Non. La résolution correspond uniquement à la largeur du code — la finesse avec laquelle la plage est divisée. L'exactitude est limitée par l'INL et les erreurs de décalage/gain du convertisseur, la tolérance et le bruit de la référence, ainsi que le circuit environnant. C'est pourquoi les fiches techniques indiquent l'ENOB: un SAR de 12 bits offre généralement 10–11 bits effectifs.
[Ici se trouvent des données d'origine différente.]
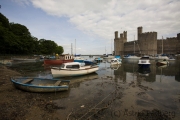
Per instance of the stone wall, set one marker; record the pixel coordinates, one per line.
(147, 43)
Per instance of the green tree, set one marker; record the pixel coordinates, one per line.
(4, 21)
(59, 50)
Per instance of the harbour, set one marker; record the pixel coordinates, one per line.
(120, 92)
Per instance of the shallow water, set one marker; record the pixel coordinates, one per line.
(120, 92)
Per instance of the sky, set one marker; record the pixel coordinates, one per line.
(87, 26)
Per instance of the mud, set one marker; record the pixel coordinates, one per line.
(108, 100)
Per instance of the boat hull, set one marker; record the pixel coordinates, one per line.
(72, 72)
(56, 61)
(40, 85)
(162, 63)
(144, 65)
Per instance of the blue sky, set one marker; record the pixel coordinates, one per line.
(93, 23)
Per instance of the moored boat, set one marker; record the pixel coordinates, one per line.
(25, 59)
(78, 59)
(162, 62)
(144, 62)
(60, 60)
(40, 84)
(115, 61)
(131, 57)
(73, 69)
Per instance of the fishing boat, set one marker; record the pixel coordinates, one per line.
(89, 62)
(115, 61)
(98, 59)
(131, 57)
(144, 62)
(78, 59)
(108, 56)
(60, 60)
(40, 84)
(25, 59)
(162, 62)
(73, 69)
(144, 71)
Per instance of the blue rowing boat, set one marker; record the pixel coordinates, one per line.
(40, 84)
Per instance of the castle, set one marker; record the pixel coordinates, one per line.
(146, 44)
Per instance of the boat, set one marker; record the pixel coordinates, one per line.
(144, 71)
(89, 62)
(108, 56)
(6, 62)
(171, 58)
(162, 62)
(60, 60)
(115, 67)
(78, 59)
(25, 59)
(160, 57)
(144, 62)
(40, 84)
(98, 59)
(73, 69)
(115, 61)
(131, 57)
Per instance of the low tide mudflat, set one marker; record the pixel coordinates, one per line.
(112, 93)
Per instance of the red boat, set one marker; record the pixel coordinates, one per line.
(60, 59)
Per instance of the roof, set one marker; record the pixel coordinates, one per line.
(72, 63)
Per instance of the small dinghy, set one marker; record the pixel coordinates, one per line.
(40, 84)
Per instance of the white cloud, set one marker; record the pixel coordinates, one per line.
(103, 17)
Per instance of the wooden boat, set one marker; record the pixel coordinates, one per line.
(115, 61)
(162, 62)
(144, 62)
(78, 59)
(40, 84)
(61, 59)
(25, 59)
(73, 69)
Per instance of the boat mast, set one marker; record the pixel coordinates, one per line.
(111, 46)
(75, 47)
(162, 44)
(71, 49)
(134, 44)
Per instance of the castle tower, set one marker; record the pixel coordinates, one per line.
(125, 36)
(119, 43)
(116, 34)
(139, 30)
(178, 36)
(121, 36)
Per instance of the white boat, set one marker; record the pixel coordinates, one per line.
(144, 62)
(78, 59)
(160, 57)
(73, 69)
(162, 62)
(131, 57)
(108, 56)
(24, 59)
(115, 61)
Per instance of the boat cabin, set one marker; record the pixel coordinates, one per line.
(72, 65)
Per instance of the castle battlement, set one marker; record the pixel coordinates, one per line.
(148, 33)
(147, 43)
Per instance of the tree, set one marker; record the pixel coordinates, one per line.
(59, 50)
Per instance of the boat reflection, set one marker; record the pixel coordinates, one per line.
(115, 66)
(77, 80)
(144, 71)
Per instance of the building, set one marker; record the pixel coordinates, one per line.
(146, 43)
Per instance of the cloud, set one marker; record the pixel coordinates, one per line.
(103, 17)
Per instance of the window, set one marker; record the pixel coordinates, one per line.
(72, 66)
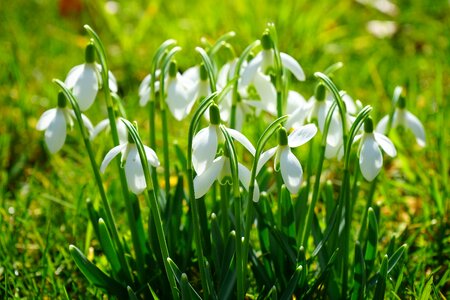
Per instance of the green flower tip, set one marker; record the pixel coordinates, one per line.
(214, 115)
(173, 69)
(401, 103)
(368, 125)
(203, 73)
(90, 53)
(282, 136)
(62, 101)
(266, 41)
(320, 92)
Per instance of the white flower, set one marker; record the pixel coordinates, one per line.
(285, 160)
(370, 157)
(205, 144)
(85, 81)
(104, 124)
(403, 118)
(220, 169)
(145, 88)
(54, 121)
(134, 171)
Le SNR idéal de 74 dB présenté ici est un plafond qu'aucun convertisseur 12 bits réel n'atteint.
Comment une entrée de ±Vref modifie-t-elle les calculs?
La plage double pour atteindre 2 × Vref, de sorte que le même convertisseur résout des échelons deux fois plus larges: LSB = 2 × Vref ÷ 2^N. Les codes s'étendent du rail négatif au rail positif — le code 0 correspond à −Vref, le code médian 2^(N−1) correspond à 0 V, et le code supérieur se situe un échelon en dessous de +Vref. Sélectionnez la plage bipolaire ci-dessus et zéro volt correspondra exactement au code médian.
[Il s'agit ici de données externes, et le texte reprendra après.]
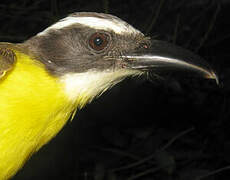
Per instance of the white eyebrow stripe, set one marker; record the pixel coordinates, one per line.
(117, 26)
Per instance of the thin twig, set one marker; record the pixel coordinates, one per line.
(177, 137)
(148, 171)
(106, 6)
(213, 172)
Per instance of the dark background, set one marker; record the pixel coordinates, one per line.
(172, 128)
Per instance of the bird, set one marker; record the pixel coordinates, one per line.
(47, 78)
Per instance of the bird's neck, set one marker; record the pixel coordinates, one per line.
(33, 109)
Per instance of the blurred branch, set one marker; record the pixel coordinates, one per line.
(106, 6)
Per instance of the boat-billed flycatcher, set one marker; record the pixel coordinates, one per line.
(46, 78)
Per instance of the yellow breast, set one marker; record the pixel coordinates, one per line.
(33, 108)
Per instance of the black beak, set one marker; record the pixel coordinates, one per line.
(165, 56)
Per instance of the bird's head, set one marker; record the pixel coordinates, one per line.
(90, 52)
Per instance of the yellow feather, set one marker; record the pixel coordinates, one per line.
(33, 108)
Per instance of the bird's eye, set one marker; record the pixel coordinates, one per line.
(98, 41)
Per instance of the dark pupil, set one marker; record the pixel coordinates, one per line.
(98, 41)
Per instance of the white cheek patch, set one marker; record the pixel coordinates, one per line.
(117, 26)
(88, 85)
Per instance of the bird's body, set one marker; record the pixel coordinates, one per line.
(33, 108)
(44, 80)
Pourquoi certaines sources divisent-elles par 2^N et d'autres par 2^N − 1?
Il s'agit de deux modèles différents du même convertisseur. Les fiches techniques et la théorie classique de la quantification définissent le LSB = FSR ÷ 2^N, avec la première transition de code à un demi-échelon — c'est le modèle utilisé sur cette page. La formule Vref ÷ (2^N − 1) provient de l'association du code supérieur exactement à Vref, ce qui est courant dans les tutoriels pour microcontrôleurs. À 12 bits, les deux diffèrent d'environ 0.02%, ce qui est bien inférieur à la tolérance de n'importe quelle référence réelle; veillez simplement à ne pas mélanger les deux lorsque vous vérifiez des chiffres provenant de sources différentes.
Que puis-je faire lorsque la taille de l'échelon est trop grossière?
Le suréchantillonnage et le moyennage permettent de gagner en résolution lorsque le signal comporte un peu de bruit: moyenner 4× plus d'échantillons permet de gagner environ un bit effectif, et 16× permet d'en gagner deux, à condition que le bruit soit blanc et non corrélé — un signal parfaitement propre et parfaitement stable ne fait que répéter le même code. Au-delà, passez à un convertisseur doté de plus de bits ou ajoutez un étage à gain programmable pour que le signal occupe une plus grande partie de la plage.